Divorce : Future tense of marriage.
Cigarette : A pinch of tobacco rolled in paper with fire at one end a fool on the other
Lecture : An art of transferring information from the notes of the Lecturer to the notes of the students without passing through the minds of either (I hope not !!)
Conference : The confusion of one man multiplied by the number present.
Conference Room : A place where everybody talks, nobody listens and everybody disagrees later on.
Committee : Individuals who can do nothing individually and sit to decide that nothing can be done together.
Office : A place where you can relax after your strenuous home life.
Compromise : The art of dividing a cake in such a way that everybody believes he got the biggest piece.
Tears : The hydraulic force by which masculine will-power is defeated by feminine water power
Dictionary: A place where success comes before work.

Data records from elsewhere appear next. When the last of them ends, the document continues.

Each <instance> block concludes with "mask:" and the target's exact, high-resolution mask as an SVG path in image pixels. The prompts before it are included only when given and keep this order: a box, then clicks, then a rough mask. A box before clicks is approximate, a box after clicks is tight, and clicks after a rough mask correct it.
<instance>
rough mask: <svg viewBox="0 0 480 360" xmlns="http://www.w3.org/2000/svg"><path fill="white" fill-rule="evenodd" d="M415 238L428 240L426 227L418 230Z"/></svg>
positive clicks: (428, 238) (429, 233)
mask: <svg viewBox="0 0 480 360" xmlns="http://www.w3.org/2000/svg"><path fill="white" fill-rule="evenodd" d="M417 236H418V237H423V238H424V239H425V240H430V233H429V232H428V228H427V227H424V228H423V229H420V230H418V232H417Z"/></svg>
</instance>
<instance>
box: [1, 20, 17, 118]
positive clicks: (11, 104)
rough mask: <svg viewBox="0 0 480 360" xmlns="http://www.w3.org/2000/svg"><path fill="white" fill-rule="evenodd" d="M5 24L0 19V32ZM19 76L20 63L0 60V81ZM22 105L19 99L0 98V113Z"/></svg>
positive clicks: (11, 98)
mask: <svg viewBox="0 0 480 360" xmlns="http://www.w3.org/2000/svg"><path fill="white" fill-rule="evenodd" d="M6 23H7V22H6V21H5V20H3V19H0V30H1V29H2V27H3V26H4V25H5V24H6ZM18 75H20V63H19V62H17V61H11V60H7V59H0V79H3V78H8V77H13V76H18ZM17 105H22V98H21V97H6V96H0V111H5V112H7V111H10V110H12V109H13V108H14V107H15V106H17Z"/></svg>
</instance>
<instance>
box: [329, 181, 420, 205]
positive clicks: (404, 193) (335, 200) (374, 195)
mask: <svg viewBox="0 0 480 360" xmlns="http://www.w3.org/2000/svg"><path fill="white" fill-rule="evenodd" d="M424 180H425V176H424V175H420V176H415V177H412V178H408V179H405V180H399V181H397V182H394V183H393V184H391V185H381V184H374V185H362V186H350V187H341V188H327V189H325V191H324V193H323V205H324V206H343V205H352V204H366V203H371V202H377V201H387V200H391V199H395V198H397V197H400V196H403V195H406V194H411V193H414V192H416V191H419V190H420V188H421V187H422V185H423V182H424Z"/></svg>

Classic : A book which people praise, but do not read.
Smile : A curve that can set a lot of things straight.
Etc. : A sign to make others believe that you know more than you actually do.
Atomic Bomb: An invention to end all inventions.
Philosopher : A fool who torments himself during life, to be spoken of when dead.
Diplomat : A person who tells you to go to hell in such a way that you actually look forward to the trip.
Opportunist : A person who starts taking bath if he accidentally falls into a river.
Optimist : A person who while falling from Eiffel tower says in midway "See I am not injured yet."
Miser : A person who lives poor so that he can die rich.
Father : A banker provided by nature.
Criminal : A guy no different from the rest....except that he got caught.
Boss : Someone who is early when you are late and late when you are early.
Politician : One who shakes your hand before elections and your confidence after.
Doctor : A person who kills your ills by pills, and kills you with his bills.